A man from Europe (left) skiing in Hemu, Xinjiang with modern skis and Hemu villager Mamani (right) on his traditional fur skis. (Photo/Xinhua)
When Bruno arrived in Northwest China's Xinjiang with his modern, sleek snowsports equipment, he didn't expect to become amazed by local villagers' ancient fur skis.
Modern skis (above) and traditional fur skis (below). (Photo/Xinhua)
Fur skis, made of pine wood and horsehide, have a long history dating back more than 12,000 years.
The graining of the horsehide on such skis provides friction to help skiers climb mountains while enabling them to still glide smoothly downhill.
Skiers place their snowboards outdoors before taking a rest. (Photo/Xinhua)
One of Bruno's 10 fellow ski lovers has seen fur skis and snowboards in Siberia, which makes him wonder whether Xinjiang and Siberian ancestors exchanged traditions at some point in history.
Bruno, a 59-year-old French man, has been skiing for decades. He and his fellows have set down their skis in more than 20 countries and regions.
Mirbek, a villager from Hemu, making fur skis at home. (Photo/Xinhua)
But this was the first time Bruno and his team had skied in China.
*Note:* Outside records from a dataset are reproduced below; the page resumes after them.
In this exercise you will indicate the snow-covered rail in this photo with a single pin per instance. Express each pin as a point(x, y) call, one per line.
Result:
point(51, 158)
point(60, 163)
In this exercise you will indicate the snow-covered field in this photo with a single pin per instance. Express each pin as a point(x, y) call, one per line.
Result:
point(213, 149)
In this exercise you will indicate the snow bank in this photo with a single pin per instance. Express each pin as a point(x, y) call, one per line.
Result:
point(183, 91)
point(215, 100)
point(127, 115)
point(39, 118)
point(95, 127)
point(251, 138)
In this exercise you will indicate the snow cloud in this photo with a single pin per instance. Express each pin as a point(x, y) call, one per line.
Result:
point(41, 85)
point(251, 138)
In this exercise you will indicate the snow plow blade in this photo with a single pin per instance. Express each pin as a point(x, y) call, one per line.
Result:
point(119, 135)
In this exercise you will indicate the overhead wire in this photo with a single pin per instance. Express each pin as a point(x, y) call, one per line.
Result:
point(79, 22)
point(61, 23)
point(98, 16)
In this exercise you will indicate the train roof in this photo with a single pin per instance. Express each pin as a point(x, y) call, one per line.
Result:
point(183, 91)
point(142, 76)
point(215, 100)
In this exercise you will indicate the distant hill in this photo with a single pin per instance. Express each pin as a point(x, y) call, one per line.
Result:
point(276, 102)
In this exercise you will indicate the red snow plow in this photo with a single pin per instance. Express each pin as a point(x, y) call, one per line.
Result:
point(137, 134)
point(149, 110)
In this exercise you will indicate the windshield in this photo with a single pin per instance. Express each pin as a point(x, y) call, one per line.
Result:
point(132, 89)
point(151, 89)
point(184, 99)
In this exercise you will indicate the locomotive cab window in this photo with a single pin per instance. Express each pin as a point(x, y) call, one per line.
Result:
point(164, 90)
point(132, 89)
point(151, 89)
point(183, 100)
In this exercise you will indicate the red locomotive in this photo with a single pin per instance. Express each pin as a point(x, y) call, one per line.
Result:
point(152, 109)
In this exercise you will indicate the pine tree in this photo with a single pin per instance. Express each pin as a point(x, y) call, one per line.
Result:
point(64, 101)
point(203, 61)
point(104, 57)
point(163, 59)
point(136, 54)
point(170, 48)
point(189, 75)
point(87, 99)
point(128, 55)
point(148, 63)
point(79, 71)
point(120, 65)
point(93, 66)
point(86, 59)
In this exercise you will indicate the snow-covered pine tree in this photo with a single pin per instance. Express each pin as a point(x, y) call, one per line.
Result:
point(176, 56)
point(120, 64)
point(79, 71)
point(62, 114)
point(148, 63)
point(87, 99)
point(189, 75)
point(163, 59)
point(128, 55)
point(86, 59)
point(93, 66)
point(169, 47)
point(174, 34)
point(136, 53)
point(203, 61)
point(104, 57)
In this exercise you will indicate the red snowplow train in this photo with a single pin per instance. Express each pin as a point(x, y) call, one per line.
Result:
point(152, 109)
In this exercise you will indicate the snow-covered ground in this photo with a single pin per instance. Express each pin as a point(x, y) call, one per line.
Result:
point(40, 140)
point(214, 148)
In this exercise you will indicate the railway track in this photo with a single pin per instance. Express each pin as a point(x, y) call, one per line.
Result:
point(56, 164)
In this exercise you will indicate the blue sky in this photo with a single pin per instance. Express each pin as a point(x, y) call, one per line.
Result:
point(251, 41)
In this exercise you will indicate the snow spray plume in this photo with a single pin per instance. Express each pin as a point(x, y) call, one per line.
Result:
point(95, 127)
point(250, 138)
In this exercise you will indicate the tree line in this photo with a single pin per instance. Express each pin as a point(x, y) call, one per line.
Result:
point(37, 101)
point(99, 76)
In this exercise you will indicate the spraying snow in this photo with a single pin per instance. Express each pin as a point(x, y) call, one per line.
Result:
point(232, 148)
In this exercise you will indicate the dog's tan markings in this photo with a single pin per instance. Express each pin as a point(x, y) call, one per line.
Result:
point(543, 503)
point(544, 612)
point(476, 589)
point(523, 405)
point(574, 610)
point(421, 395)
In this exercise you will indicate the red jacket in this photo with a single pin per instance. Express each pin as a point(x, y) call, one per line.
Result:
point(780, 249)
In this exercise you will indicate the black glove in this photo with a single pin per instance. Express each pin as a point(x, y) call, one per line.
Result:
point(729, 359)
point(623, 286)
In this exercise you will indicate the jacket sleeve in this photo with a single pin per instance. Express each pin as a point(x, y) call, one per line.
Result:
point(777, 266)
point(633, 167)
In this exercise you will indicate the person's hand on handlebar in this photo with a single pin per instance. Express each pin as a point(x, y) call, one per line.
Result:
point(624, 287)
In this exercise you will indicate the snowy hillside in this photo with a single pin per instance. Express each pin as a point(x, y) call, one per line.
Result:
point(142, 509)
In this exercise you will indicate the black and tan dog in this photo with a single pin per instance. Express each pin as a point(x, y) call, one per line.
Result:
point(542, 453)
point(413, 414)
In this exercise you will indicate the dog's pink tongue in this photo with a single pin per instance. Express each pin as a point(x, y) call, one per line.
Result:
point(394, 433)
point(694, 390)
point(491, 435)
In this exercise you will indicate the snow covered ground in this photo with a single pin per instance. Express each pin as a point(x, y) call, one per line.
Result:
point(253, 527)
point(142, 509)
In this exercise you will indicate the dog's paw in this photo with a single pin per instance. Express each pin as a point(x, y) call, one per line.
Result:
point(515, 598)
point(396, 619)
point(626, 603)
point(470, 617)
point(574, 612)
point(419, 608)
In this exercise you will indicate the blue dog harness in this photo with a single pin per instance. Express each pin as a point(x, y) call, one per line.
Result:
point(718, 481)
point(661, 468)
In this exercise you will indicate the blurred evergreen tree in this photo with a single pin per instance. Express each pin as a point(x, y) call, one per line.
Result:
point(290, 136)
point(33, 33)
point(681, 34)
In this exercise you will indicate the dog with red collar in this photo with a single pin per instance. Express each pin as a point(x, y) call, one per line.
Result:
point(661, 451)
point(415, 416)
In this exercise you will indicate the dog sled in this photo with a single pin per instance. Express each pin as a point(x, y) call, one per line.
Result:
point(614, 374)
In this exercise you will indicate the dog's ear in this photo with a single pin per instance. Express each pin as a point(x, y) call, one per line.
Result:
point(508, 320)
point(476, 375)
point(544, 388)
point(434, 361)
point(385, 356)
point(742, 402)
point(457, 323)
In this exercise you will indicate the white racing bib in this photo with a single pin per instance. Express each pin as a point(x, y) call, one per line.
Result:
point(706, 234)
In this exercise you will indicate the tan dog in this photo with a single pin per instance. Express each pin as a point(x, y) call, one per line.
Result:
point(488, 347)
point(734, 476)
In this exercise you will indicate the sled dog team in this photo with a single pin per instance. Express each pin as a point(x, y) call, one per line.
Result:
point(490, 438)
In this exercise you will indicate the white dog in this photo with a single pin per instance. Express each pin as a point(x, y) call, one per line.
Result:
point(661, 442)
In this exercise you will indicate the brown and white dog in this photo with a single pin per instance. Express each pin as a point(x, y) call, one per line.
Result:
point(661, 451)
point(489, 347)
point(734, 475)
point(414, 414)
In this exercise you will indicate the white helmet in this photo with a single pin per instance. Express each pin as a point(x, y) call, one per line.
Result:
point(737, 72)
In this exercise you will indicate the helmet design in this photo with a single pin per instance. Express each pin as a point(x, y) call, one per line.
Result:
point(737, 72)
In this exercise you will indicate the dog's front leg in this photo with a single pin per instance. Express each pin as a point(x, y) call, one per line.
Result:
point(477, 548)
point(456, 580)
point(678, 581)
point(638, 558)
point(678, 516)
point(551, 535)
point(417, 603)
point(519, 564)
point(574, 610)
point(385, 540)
They stayed in Hemu, a village in Xinjiang, for 10 days for their winter holiday.
Skiing for more than two decades, most of them came from France and Switzerland, with the powder snow in Hemu attracting them to China.
Skiers enjoying their time in Hemu, Xinjiang. (Photo/Xinhua)
For these experienced ski lovers on modern skis, such ancient fur skis gave them a glimpse of the wisdom of local ancestors.
Nowadays, despite the world adopting modern snowsports equipment, villagers in Hemu still use fur skis to preserve traditions.
Aerial photograph shows the snowscape in Hemu, Xinjiang. (Photo/Xinhua)
Hemu is a very interesting place and it's fantastic skiing here, said Bruno.
He believes it will become a popular destination among ski lovers in the future due to its stunning landscapes and good snow quality.